Abstract

This thesis focuses on indexing and retrieval in 3D point clouds for large-scale place recognition, and more precisely on its acceleration. The objective is to search for point clouds similar to a query cloud in a database of georeferenced point clouds by establishing a representation of the point cloud and then searching for it in the database to obtain a list of nearest neighbors ranked by similarity according to distance metrics.

State-of-the-art methods in place recognition from point clouds primarily focus on building representations of the cloud rather than on the efficient search for similar candidates. This second step typically relies on exhaustive search or better k-d trees, making it computationally expensive when the volume of the point cloud reference database increases or is inefficient in high dimensions. This is, however, a typical situation in current geographic information applications, such as large-scale place recognition or reference updates. In contrast, the literature on the subject, mainly in robotics, primarily focuses on loop closure scenarios, often limited to the scale of a street or neighborhood. To address this problem, we have chosen to draw inspiration from the state of the art in information retrieval. This thesis makes three contributions to the problem of large-scale place recognition, relying exclusively on the geometric information contained in point clouds.

Our first contribution, called DSI-3D, is based on the Differentiable Search Index (DSI) approach, which can generate identifiers for relevant documents in response to a textual query. To associate such indices with 3D data, we draw inspiration from Vision Transformers, such as GIT, which were originally designed for image captioning. By replacing its image encoder with a 3D encoder, our method learns to generate indices from point clouds, enabling similarity searches of point clouds in constant inference time. Several encoding strategies, some specialized for geolocation, have been studied and evaluated using the standard datasets from the state of the art in robotics (KITTI).

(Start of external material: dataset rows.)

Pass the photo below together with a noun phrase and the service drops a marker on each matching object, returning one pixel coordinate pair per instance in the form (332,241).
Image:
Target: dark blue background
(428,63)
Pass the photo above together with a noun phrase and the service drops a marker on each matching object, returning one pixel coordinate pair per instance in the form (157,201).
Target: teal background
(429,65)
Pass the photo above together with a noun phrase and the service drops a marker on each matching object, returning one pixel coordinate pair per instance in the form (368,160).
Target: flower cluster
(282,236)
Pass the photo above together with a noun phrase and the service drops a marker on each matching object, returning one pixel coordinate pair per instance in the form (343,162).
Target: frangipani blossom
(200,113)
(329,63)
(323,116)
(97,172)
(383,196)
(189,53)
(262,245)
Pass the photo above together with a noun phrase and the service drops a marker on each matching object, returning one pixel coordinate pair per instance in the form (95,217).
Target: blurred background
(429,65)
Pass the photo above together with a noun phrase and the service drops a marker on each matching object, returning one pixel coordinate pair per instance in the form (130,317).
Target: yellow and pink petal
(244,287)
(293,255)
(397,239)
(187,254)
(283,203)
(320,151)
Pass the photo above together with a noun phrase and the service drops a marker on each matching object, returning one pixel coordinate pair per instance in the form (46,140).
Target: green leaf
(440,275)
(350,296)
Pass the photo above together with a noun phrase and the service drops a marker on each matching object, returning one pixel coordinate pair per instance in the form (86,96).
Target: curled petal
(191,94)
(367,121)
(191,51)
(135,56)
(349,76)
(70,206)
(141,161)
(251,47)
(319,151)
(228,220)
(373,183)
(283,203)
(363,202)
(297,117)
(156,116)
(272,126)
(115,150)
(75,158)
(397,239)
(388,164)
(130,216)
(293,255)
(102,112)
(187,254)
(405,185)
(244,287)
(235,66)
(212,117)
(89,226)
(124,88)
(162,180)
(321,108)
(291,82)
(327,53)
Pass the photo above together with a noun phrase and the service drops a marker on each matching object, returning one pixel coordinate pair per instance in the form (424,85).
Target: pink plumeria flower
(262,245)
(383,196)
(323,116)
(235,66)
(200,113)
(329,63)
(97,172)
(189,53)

Our second contribution is the exploitation of LiDAR-based territorial mapping data, LiDAR HD from the IGN, for place recognition tasks. This dataset, present throughout the entire French territory, has acquisition characteristics that differ significantly from those of mobile mapping. The use of DSI-3D on this dataset thus required fine-tuning of the 3D encoder and adaptation strategies. To assess the generalization capability of DSI-3D, two areas of Paris were selected to form the new evaluation dataset.

Our final contribution explores two improvements for retrieval in 3D point clouds, aimed at scaling to larger areas and at improving the quality of the retrieval. First, we investigated a retrieval strategy based on Mixtures of Experts (MoE), which divides the model into distinct sub-models (experts), each specialized in a subset of the database. Second, we studied the application of a re-ranking mechanism to improve point cloud place recognition performance by re-ordering the list of candidates based on their local feature similarity.

This work is intended to open perspectives on improving large-scale retrieval in 3D point clouds for place recognition, particularly with regard to the use of generative search, while stimulating future research on the integration of multimodal methods for place recognition.